Fifth Amendment to the Moog Inc. 2014 Long Term Incentive Plan, effective November 16, 2021

EX-10.1 2 a101fifthamendmenttothemoo.htm EX-10.1 Document
Exhibit 10.1
FIFTH AMENDMENT
TO THE
MOOG INC. 2014 LONG TERM INCENTIVE PLAN

WHEREAS, the Moog Inc. 2014 Long Term Incentive Plan (the “Plan”) was adopted effective January 7, 2015; and

WHEREAS, the Board of Directors of Moog Inc. (the “Board”) reserved the right under Section 21 of the Plan to amend the Plan; and

WHEREAS, the Board now wishes to amend the Plan to clarify the Committee’s existing authority to adjust Awards that are earned or vest based on the achievement of performance goals and to make certain other changes to the Plan;

NOW, THEREFORE, the Plan is hereby amended, effective as of November 16, 2021, as follows:

1.Section 2(p)(4) is deleted from the Plan in its entirety.

2.Section 4 of the Plan is amended by deleting the third paragraph therein and replacing that paragraph as follows:

“Notwithstanding any other provision of the Plan, the Committee may, in its absolute discretion, without amendment to the Plan, (a) accelerate the date on which any Option or SAR granted under the Plan becomes exercisable, (b) waive or amend the operation of Plan provisions respecting exercise after termination of service, or otherwise adjust any of the terms of the Option or SAR, and (c) accelerate the Vesting Date or Issue Date, or waive any condition imposed under the Plan with respect to any share of Restricted Stock or RSU, or otherwise adjust any of the terms applicable to an Award. In furtherance of the foregoing, if the Committee determines that a change in the business, operations, corporate structure or capital structure of the Company, or the manner in which the Company conducts its business, or other events or circumstances render any performance goals or performance criteria applicable to an Award unsuitable, the Committee may modify any performance goals or performance criteria, in whole or in part, as the Committee deems appropriate and equitable to avoid any undue enrichment or harm. Further, the Committee may, in its discretion, increase or reduce the amount of a settlement otherwise to be made in connection with an Award that is earned or becomes vested based upon achievement or satisfaction of performance goals. At the discretion of the Committee, and except as would result in a repricing, payment of Awards may be made in cash, Company Stock, or a combination of cash and Company Stock, as the Committee shall determine.”

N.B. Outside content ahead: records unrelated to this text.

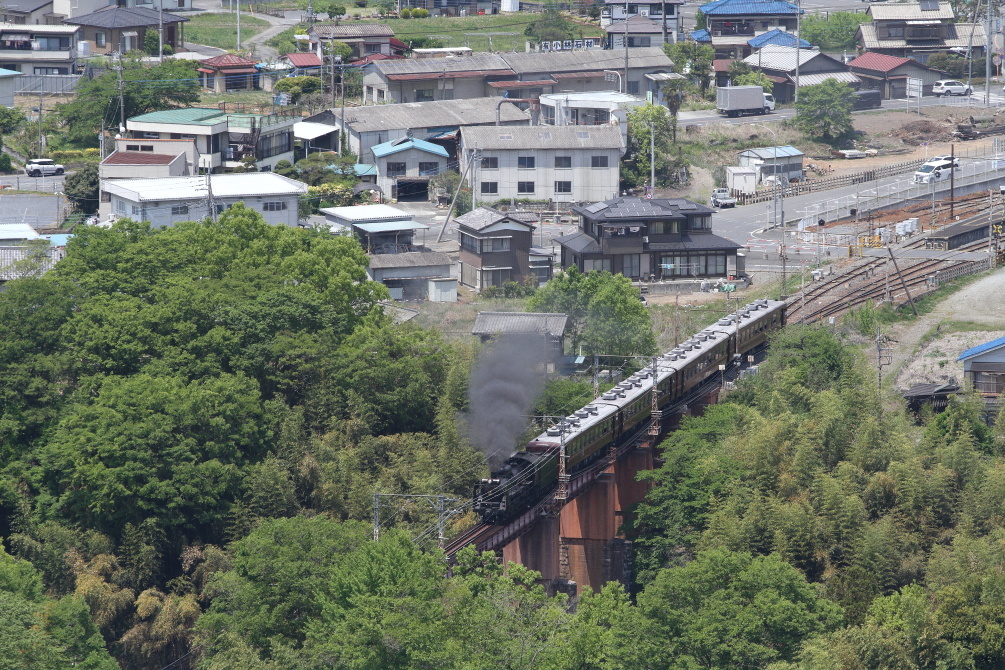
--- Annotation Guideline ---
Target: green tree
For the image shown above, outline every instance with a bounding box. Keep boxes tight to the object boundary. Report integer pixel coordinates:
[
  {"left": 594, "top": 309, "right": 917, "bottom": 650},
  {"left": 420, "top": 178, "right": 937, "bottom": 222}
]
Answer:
[
  {"left": 793, "top": 79, "right": 854, "bottom": 144},
  {"left": 528, "top": 266, "right": 656, "bottom": 367},
  {"left": 63, "top": 163, "right": 101, "bottom": 214},
  {"left": 56, "top": 58, "right": 200, "bottom": 147},
  {"left": 638, "top": 549, "right": 841, "bottom": 670},
  {"left": 524, "top": 0, "right": 574, "bottom": 42}
]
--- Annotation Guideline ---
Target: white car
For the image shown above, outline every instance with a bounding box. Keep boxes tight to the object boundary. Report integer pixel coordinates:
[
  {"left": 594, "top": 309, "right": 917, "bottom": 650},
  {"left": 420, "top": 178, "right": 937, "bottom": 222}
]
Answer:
[
  {"left": 24, "top": 158, "right": 65, "bottom": 177},
  {"left": 915, "top": 157, "right": 960, "bottom": 184},
  {"left": 932, "top": 79, "right": 974, "bottom": 97}
]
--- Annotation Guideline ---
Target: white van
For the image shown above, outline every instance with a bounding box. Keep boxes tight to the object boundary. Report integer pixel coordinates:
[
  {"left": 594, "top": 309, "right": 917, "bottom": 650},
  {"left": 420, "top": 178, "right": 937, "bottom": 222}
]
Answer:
[{"left": 915, "top": 158, "right": 960, "bottom": 184}]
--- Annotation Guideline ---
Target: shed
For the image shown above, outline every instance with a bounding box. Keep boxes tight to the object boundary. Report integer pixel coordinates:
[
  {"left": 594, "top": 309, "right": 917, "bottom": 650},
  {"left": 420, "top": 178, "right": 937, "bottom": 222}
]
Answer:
[
  {"left": 957, "top": 338, "right": 1005, "bottom": 397},
  {"left": 367, "top": 251, "right": 456, "bottom": 301},
  {"left": 726, "top": 166, "right": 757, "bottom": 196},
  {"left": 471, "top": 311, "right": 569, "bottom": 356},
  {"left": 739, "top": 146, "right": 804, "bottom": 184}
]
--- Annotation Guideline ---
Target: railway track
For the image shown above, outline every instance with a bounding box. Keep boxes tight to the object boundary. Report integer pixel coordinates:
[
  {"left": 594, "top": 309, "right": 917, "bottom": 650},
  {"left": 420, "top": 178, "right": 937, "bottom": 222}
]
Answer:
[{"left": 788, "top": 212, "right": 988, "bottom": 323}]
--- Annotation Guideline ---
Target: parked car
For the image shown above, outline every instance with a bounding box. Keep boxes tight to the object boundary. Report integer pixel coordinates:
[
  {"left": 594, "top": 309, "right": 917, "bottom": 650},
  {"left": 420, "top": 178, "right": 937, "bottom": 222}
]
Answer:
[
  {"left": 915, "top": 156, "right": 960, "bottom": 184},
  {"left": 932, "top": 79, "right": 974, "bottom": 97},
  {"left": 711, "top": 189, "right": 737, "bottom": 207},
  {"left": 24, "top": 158, "right": 66, "bottom": 177}
]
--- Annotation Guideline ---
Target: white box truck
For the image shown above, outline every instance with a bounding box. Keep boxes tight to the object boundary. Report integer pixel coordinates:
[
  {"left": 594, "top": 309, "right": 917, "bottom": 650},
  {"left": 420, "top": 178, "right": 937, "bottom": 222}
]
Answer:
[{"left": 716, "top": 86, "right": 775, "bottom": 117}]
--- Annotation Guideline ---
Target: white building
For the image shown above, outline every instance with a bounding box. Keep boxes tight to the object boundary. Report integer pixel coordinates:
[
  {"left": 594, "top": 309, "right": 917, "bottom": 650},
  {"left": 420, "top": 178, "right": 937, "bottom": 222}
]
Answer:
[
  {"left": 0, "top": 23, "right": 79, "bottom": 74},
  {"left": 126, "top": 107, "right": 300, "bottom": 170},
  {"left": 460, "top": 126, "right": 625, "bottom": 205},
  {"left": 99, "top": 172, "right": 308, "bottom": 227}
]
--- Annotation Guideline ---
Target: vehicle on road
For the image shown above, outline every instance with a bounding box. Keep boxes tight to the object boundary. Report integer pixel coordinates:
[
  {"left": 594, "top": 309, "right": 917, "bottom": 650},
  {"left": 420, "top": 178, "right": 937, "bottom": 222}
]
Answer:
[
  {"left": 716, "top": 86, "right": 775, "bottom": 117},
  {"left": 932, "top": 79, "right": 974, "bottom": 97},
  {"left": 24, "top": 158, "right": 66, "bottom": 177},
  {"left": 915, "top": 156, "right": 960, "bottom": 184},
  {"left": 711, "top": 189, "right": 737, "bottom": 207}
]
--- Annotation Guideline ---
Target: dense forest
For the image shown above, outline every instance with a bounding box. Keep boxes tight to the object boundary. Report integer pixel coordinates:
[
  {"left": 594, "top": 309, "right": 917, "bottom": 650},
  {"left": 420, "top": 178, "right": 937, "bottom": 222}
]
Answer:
[{"left": 0, "top": 206, "right": 1005, "bottom": 670}]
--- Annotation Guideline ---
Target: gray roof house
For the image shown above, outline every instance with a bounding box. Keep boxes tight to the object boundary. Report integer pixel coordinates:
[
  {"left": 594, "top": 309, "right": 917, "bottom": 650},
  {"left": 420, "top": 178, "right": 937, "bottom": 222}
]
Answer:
[{"left": 307, "top": 96, "right": 531, "bottom": 157}]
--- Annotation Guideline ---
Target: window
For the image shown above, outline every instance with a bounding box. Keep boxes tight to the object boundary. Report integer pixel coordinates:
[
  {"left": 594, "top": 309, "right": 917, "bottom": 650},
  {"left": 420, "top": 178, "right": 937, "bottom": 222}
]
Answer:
[
  {"left": 621, "top": 253, "right": 640, "bottom": 277},
  {"left": 460, "top": 233, "right": 481, "bottom": 251},
  {"left": 583, "top": 258, "right": 611, "bottom": 272}
]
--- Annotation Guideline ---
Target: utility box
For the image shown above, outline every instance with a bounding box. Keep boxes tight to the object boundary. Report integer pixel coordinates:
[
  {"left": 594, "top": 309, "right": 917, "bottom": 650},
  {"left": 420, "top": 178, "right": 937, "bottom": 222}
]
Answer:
[{"left": 726, "top": 167, "right": 757, "bottom": 196}]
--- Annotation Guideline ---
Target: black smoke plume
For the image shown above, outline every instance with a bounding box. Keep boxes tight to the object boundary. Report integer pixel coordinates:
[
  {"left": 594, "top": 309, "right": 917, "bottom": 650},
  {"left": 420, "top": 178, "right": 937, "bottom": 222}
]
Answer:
[{"left": 467, "top": 336, "right": 551, "bottom": 470}]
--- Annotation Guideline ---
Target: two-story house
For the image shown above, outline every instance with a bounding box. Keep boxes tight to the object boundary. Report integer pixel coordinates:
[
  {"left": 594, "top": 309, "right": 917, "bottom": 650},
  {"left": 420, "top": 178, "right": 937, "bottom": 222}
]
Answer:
[
  {"left": 456, "top": 207, "right": 538, "bottom": 291},
  {"left": 855, "top": 0, "right": 986, "bottom": 63},
  {"left": 556, "top": 196, "right": 740, "bottom": 279},
  {"left": 600, "top": 0, "right": 684, "bottom": 44},
  {"left": 126, "top": 107, "right": 299, "bottom": 172},
  {"left": 308, "top": 23, "right": 394, "bottom": 58},
  {"left": 460, "top": 126, "right": 624, "bottom": 203},
  {"left": 690, "top": 0, "right": 800, "bottom": 58},
  {"left": 744, "top": 45, "right": 861, "bottom": 102},
  {"left": 0, "top": 23, "right": 79, "bottom": 74},
  {"left": 63, "top": 5, "right": 188, "bottom": 53}
]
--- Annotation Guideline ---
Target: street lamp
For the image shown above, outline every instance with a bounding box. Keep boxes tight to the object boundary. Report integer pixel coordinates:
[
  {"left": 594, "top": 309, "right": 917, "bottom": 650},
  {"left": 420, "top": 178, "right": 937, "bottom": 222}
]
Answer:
[{"left": 749, "top": 124, "right": 783, "bottom": 297}]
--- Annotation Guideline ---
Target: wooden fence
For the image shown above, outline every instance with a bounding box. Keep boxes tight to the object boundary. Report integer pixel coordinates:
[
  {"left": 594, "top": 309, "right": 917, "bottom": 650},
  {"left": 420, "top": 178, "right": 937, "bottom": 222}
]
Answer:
[{"left": 737, "top": 160, "right": 924, "bottom": 205}]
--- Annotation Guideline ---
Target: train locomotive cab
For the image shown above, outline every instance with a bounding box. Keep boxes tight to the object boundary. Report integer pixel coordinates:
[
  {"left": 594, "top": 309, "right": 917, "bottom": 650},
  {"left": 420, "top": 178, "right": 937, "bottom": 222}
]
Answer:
[{"left": 473, "top": 451, "right": 554, "bottom": 523}]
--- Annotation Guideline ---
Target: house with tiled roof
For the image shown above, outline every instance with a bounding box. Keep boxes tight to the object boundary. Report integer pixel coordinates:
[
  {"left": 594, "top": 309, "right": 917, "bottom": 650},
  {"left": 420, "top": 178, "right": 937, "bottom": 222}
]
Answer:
[
  {"left": 556, "top": 196, "right": 741, "bottom": 279},
  {"left": 744, "top": 46, "right": 861, "bottom": 102},
  {"left": 63, "top": 5, "right": 188, "bottom": 53},
  {"left": 690, "top": 0, "right": 800, "bottom": 58},
  {"left": 848, "top": 51, "right": 946, "bottom": 99},
  {"left": 855, "top": 0, "right": 986, "bottom": 63},
  {"left": 198, "top": 53, "right": 258, "bottom": 93},
  {"left": 308, "top": 22, "right": 400, "bottom": 58}
]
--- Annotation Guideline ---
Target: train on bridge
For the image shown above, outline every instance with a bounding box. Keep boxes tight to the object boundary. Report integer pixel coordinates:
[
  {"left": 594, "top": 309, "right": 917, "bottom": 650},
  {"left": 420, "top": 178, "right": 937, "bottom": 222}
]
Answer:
[{"left": 473, "top": 298, "right": 786, "bottom": 524}]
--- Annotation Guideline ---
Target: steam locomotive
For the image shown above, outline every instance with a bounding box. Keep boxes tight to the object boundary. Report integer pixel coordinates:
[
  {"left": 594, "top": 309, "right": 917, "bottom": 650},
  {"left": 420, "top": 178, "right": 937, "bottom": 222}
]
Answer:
[{"left": 473, "top": 298, "right": 785, "bottom": 523}]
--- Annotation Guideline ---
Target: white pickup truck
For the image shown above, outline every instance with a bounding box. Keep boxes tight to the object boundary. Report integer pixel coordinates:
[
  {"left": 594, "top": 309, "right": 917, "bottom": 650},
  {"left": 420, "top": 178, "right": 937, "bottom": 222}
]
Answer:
[{"left": 711, "top": 189, "right": 737, "bottom": 207}]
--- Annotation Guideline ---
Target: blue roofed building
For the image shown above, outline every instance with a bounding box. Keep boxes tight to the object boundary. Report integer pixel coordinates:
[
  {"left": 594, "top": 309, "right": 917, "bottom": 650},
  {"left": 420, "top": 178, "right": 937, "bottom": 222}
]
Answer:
[
  {"left": 738, "top": 146, "right": 804, "bottom": 184},
  {"left": 957, "top": 338, "right": 1005, "bottom": 400},
  {"left": 360, "top": 136, "right": 450, "bottom": 201},
  {"left": 691, "top": 0, "right": 800, "bottom": 58}
]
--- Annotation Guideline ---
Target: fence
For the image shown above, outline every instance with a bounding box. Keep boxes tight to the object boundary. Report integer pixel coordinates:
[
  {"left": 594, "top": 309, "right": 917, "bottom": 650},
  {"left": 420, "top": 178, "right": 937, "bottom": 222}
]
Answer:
[{"left": 14, "top": 74, "right": 82, "bottom": 95}]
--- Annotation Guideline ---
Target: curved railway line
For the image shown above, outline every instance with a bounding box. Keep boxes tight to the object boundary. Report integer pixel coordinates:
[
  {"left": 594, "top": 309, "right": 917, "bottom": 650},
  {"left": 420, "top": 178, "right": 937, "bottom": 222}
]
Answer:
[{"left": 787, "top": 211, "right": 988, "bottom": 323}]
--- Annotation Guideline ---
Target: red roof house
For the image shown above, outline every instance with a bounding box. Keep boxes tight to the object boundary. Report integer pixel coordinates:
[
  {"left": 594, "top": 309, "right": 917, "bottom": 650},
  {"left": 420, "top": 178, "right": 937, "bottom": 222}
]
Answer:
[
  {"left": 198, "top": 53, "right": 258, "bottom": 93},
  {"left": 848, "top": 51, "right": 946, "bottom": 99}
]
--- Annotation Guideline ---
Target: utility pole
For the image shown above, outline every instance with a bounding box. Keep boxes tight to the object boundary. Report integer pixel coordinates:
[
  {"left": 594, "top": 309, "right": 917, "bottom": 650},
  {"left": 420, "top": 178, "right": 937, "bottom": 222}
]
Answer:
[
  {"left": 118, "top": 53, "right": 126, "bottom": 134},
  {"left": 157, "top": 0, "right": 164, "bottom": 63},
  {"left": 206, "top": 168, "right": 216, "bottom": 223}
]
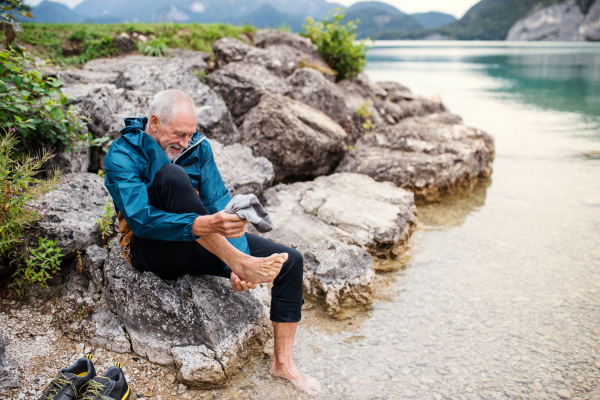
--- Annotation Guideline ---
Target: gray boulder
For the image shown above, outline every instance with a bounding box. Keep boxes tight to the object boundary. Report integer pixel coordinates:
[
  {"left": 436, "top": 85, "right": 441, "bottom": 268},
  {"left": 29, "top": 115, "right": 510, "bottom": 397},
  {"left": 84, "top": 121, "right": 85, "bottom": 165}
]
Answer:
[
  {"left": 298, "top": 239, "right": 375, "bottom": 315},
  {"left": 213, "top": 37, "right": 325, "bottom": 78},
  {"left": 0, "top": 333, "right": 20, "bottom": 389},
  {"left": 286, "top": 68, "right": 363, "bottom": 142},
  {"left": 116, "top": 59, "right": 239, "bottom": 144},
  {"left": 206, "top": 62, "right": 290, "bottom": 118},
  {"left": 169, "top": 49, "right": 210, "bottom": 72},
  {"left": 38, "top": 173, "right": 109, "bottom": 257},
  {"left": 240, "top": 93, "right": 347, "bottom": 181},
  {"left": 85, "top": 306, "right": 131, "bottom": 353},
  {"left": 255, "top": 173, "right": 416, "bottom": 257},
  {"left": 211, "top": 140, "right": 275, "bottom": 198},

3.Section 18 of the Plan is deleted in its entirety and replaced with the following:





Exhibit 10.1
18. WITHHOLDING TAXES

Whenever shares of Company Stock are to be delivered with respect to an Award, the Company will have the right to require the Participant to remit to the Company in cash an amount sufficient to satisfy any federal, state, local or foreign withholding tax requirements related to the Award. With the approval of the Committee, which it has sole discretion to grant and which approval may be evidenced by the presence in the Award Agreement of an appropriate reference to such right, a Participant may satisfy the remittance requirement by electing to have the Company withhold from delivery shares of Company Stock having a value equal to the amount of tax the Committee determines is required to be withheld, to the extent such withholding would not result in liability classification of the related Award (or any portion thereof) pursuant to FASB ASC Topic 718. The shares will be valued at their fair market value on the date as of which the amount of tax to be withheld is determined. Fractional share amounts will be settled in cash. Such a withholding election may be made with respect to all or any portion of the shares to be delivered under an Award.

Whenever cash is to be paid with respect to an Award, the Company will have the right to deduct from the payment an amount sufficient to satisfy any federal, state, local or foreign withholding tax requirements related to the award.

4.The modifications to the Plan made by this Fourth Amendment will apply to any future Awards under the Plan and to any Awards that are currently outstanding under the Plan as of the effective date of this Fourth Amendment.

5.In all other respects the Plan remains unchanged.